Alors que le nombre de cas de polio chez les enfants africains augmente de façon dramatique, en raison essentiellement de l'appel au boycottage de la vaccination lancé par certains imams, un motif d'espoir se fait jour au Niger, où des représentants du clergé musulman rejoignent les rangs des défenseurs de cette prévention.



Dans les rues poussiéreuses de Kano, principale ville du nord du Niger, des crieurs publics munis de mégaphones traversent la foule invitant à la vaccination. A 43 ans, Yusuf Umar, à la fois victime et militant, se déplace sur des béquilles, la polio ayant entraîné l'atrophie de ses jambes. "Regardez-moi", dit-il aux parents de jeunes enfants attendant d'être immunisés dans une clinique délabrée, au cas où l'un d'eux aurait des doutes. "Voulez-vous que votre enfant me ressemble?"

Umar fait partie de l'association locale des victimes de la polio, une structure qui ne comptait que huit membres à ses débuts et qui, huit ans plus tard, en recense 2.350. Dans la cour, derrière le quartier central de l'association, des soudeurs se livrent à la fabrication d'engins destinés à aider les malades à conserver leur mobilité: des chaises de jardin en plastique fixées sur des vélos qui deviennent des fauteuils roulants, des tuyaux en métal à terminaison plate pour manoeuvrer les pédales des voitures à la main...

La campagne de proximité semble porter ses fruits. Alors que le nombre d'infections chez les enfants a atteint 788 l'an dernier, l'OMS rapporte que le nombre de personnes vaccinées dans l'Etat de Kano pendant la première moitié de 2008 a augmenté de 26%, comparé à la même période en 2007.

Pourtant, le pic de l'an dernier a fait grandir la crainte que la maladie puisse à nouveau franchir les frontières, atteindre des pays limitrophes indemnes de la polio et menacer un effort de plusieurs milliards de dollars destiné à nettoyer la planète de la maladie.

"On pensait avoir gagné", reconnaît le Dr Hamisu Walal, chargé de la surveillance nationale avec l'OMS. "Nous avons été choqués et déprimés d'en avoir fait autant et d'avoir cette poussée."

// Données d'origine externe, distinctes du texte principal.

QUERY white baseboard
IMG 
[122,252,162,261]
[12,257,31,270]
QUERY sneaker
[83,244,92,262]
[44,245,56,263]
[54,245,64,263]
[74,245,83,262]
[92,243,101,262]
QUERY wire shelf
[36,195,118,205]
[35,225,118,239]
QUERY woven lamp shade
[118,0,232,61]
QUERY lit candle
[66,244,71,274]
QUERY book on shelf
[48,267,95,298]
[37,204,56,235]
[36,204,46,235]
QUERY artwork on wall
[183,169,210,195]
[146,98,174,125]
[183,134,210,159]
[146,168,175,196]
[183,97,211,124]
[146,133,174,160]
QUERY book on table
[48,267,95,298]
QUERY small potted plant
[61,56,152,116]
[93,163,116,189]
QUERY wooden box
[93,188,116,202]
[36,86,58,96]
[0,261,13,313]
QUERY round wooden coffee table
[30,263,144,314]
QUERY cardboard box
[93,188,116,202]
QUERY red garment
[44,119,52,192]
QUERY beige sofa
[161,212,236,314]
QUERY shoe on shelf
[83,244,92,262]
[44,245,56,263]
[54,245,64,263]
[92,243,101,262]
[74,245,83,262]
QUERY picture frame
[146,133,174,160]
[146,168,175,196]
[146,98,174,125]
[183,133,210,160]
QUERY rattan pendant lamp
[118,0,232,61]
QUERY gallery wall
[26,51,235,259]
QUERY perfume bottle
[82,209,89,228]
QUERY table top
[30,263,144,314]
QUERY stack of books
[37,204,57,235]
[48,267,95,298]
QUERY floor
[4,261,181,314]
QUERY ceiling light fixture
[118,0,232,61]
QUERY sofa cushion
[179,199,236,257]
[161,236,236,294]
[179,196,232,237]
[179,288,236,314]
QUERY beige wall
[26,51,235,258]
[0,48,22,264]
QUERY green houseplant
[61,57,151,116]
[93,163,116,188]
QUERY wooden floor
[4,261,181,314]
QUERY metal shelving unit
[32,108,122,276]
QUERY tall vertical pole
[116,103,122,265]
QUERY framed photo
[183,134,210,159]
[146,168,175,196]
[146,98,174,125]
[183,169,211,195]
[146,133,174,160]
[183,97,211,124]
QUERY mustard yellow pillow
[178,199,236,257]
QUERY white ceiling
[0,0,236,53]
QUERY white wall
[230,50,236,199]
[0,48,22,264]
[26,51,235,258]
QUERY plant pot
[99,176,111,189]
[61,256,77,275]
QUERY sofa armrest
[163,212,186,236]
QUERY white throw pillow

Le boycottage de 2003 lancé par les imams a duré un an, jusqu'à ce que la ligne la plus dure des sympathisants soit persuadée d'avoir fait reculer la vaccination. Résultat: en 2004, le nombre de nouveaux petits infirmes est passé de 355 à 792, selon l'OMS. Pourtant, le doute persiste quant à la vaccination et quelques dirigeants religieux continuent à affirmer que l'Islam l'interdit, selon les responsables sanitaires.

Un dirigeant musulman, au moins, a mené une action sans précédent contre les partisans de cette interdiction. En septembre dernier, le plus haut dignitaire islamique de Borno, mort en février, a retiré son titre à un chef religieux après qu'il a divorcé, sa femme ayant fait vacciner leurs enfants

"Son Excellence n'a aucune tolérance envers ceux qui représentent une entrave au combat contre la polio", a expliqué son porte-parole, Usman Chiroma.

Pour Muhammad Ali Pate, médecin du ministère de la Santé, l'augmentation des subventions publiques et un plus grand engagement de la communauté ont contribué à faire progresser les vaccinations. Il dit maintenant voir des imams, lors des prières du vendredi, inciter vivement les croyants à faire vacciner leurs enfants et des responsables traditionnels poursuivre les enfants non vaccinés.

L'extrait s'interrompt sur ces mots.